This concept has the ability to accelerate progress particularly when working within proven families of drugable targets where the screening of a dozen or more members yields rapid information about how to achieve selectivity and provides the tools to understand added therapeutic applications in a very targeted way as illustrated in Figure 9 below and as anticipated by chemical genomics. Absolutely key to this approach is high data quality from screening runs conducted at very high capacity - a key area of study exemplified in a study of caspases in microfluidic environments (19).
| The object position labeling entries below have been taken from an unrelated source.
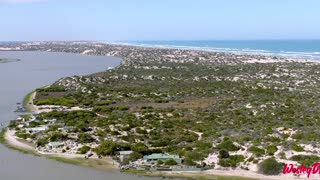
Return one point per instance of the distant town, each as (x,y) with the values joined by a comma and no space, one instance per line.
(182,110)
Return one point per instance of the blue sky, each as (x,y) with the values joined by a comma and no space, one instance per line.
(111,20)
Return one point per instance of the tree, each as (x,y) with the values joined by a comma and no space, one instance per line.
(160,162)
(170,162)
(107,148)
(228,146)
(270,167)
(272,149)
(42,142)
(223,154)
(83,149)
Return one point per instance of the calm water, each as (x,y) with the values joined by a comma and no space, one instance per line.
(307,49)
(37,69)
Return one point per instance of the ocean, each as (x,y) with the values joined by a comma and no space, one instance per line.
(300,49)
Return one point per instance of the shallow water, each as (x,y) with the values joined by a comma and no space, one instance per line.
(38,69)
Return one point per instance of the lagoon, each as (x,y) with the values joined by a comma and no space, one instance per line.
(34,70)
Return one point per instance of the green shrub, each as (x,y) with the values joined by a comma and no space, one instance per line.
(271,150)
(231,161)
(228,146)
(304,159)
(84,149)
(170,162)
(257,151)
(297,148)
(270,167)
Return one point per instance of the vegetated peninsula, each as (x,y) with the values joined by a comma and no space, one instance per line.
(3,60)
(181,110)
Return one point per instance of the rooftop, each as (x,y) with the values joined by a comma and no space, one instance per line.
(161,156)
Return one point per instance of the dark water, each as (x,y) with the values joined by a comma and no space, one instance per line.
(306,49)
(37,69)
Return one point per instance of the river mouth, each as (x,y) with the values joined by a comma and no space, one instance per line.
(34,70)
(4,60)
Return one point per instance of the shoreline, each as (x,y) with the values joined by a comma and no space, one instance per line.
(212,174)
(9,140)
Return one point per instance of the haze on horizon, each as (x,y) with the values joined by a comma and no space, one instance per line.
(32,20)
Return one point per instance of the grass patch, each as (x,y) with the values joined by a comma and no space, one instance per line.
(188,176)
(27,100)
(2,133)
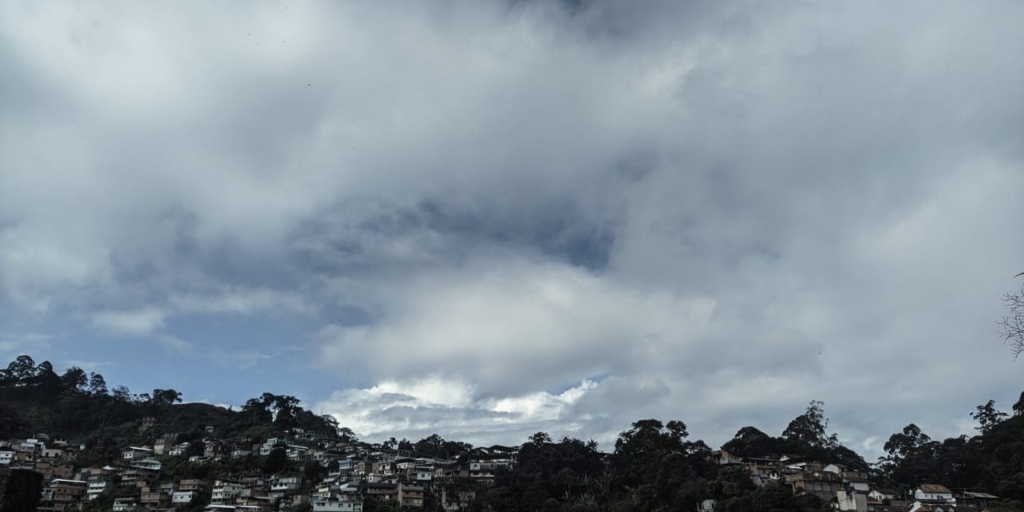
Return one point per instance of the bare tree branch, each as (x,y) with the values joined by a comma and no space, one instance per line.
(1013,325)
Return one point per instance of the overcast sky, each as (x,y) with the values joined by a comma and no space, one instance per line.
(484,219)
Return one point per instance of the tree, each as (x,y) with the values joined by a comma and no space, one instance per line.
(901,445)
(810,428)
(122,393)
(75,379)
(750,441)
(275,461)
(987,417)
(166,396)
(1013,324)
(96,384)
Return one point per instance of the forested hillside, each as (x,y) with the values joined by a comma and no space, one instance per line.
(653,466)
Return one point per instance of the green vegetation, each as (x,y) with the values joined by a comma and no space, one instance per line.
(654,465)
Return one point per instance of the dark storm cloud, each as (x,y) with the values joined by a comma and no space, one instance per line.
(713,211)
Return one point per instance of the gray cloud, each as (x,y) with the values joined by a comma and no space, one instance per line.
(717,211)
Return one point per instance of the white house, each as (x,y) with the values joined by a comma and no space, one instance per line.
(182,497)
(135,453)
(934,493)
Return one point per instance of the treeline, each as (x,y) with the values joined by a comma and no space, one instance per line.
(80,406)
(654,465)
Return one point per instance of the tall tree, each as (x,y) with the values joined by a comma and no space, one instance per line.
(1013,324)
(810,428)
(987,416)
(97,385)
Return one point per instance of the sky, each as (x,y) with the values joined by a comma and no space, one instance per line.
(486,219)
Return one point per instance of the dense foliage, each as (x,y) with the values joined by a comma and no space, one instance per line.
(654,465)
(79,406)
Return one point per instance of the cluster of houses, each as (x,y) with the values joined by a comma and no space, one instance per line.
(849,489)
(352,472)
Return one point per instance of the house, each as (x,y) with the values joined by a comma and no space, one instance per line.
(975,500)
(336,506)
(146,464)
(125,504)
(96,487)
(853,502)
(135,453)
(724,458)
(824,484)
(286,484)
(182,497)
(933,493)
(410,496)
(224,492)
(68,491)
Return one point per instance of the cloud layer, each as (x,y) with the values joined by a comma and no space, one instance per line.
(508,216)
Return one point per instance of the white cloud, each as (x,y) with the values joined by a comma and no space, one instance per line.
(131,323)
(717,211)
(419,408)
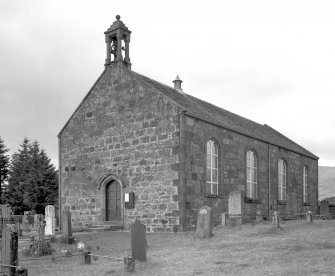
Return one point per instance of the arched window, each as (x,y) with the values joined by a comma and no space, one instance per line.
(282,169)
(212,173)
(305,185)
(251,174)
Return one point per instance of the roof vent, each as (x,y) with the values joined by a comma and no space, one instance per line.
(177,84)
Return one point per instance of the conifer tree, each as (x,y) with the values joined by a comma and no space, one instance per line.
(4,166)
(32,183)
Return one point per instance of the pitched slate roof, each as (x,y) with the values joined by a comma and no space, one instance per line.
(208,112)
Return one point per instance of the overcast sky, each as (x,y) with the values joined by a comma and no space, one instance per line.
(270,61)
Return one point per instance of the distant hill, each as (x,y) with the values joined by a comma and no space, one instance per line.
(326,182)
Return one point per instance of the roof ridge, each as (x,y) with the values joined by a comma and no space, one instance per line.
(208,103)
(285,137)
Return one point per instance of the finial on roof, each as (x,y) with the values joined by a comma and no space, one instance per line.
(177,84)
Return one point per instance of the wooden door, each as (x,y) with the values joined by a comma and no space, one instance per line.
(113,201)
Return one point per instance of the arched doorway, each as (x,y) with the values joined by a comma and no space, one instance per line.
(113,201)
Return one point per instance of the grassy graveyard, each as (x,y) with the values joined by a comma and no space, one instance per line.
(297,248)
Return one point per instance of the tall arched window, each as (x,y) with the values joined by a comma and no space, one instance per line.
(282,169)
(251,174)
(305,185)
(212,174)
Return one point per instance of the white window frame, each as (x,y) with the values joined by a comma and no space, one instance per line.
(251,171)
(212,153)
(282,179)
(305,185)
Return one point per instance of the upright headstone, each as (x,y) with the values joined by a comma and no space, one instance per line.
(291,203)
(275,219)
(235,207)
(309,217)
(50,220)
(204,226)
(25,223)
(36,221)
(138,241)
(9,251)
(67,227)
(259,216)
(6,213)
(324,207)
(224,219)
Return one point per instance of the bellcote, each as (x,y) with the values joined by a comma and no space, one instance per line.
(117,39)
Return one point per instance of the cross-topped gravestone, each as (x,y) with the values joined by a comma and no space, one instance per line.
(204,226)
(50,220)
(138,241)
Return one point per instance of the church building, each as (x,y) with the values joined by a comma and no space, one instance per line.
(136,148)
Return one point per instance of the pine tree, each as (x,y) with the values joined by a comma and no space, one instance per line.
(4,166)
(32,183)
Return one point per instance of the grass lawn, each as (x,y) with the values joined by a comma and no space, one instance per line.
(296,249)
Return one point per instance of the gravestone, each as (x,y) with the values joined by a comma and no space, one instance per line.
(235,207)
(50,220)
(25,223)
(67,227)
(309,217)
(224,219)
(6,211)
(291,204)
(138,241)
(275,219)
(36,221)
(204,226)
(9,251)
(324,207)
(259,216)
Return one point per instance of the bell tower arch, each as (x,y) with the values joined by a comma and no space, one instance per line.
(117,39)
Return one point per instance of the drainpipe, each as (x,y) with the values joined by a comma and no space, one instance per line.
(269,184)
(59,186)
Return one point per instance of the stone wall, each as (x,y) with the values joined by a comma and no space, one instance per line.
(232,171)
(126,129)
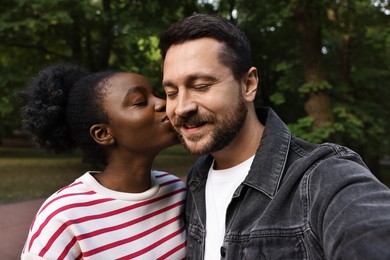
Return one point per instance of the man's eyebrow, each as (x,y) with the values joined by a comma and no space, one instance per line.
(191,78)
Creating Connectivity- Gene Families
Some implications/Suggestions for consideration: 1. Make an organizational investment in gene families that can leverage the therapeutic scope of your organization and its web of collaborators; 2. Build the informatics tools and that allow the mining of elusive data and the identification of connections that form the basis of an integrative biology approach which builds on islands of data and knowledge; 3. Build up technologies that allow full access to similarly configured assays and inhibitor x-ray crystal structure determinations across different families and selective hits so that progress is accelerated, and 4. Leverage contacts with the academic and venture communities in probing for the physiologic role of unproven genes using the chemical genomic tools developed by this approach
CAN WE AFFORD TO FRONT LOAD THE HIT TO LEAD SEGMENT OF DISCOVERY - WILL IT TAKE TOO MUCH TIME?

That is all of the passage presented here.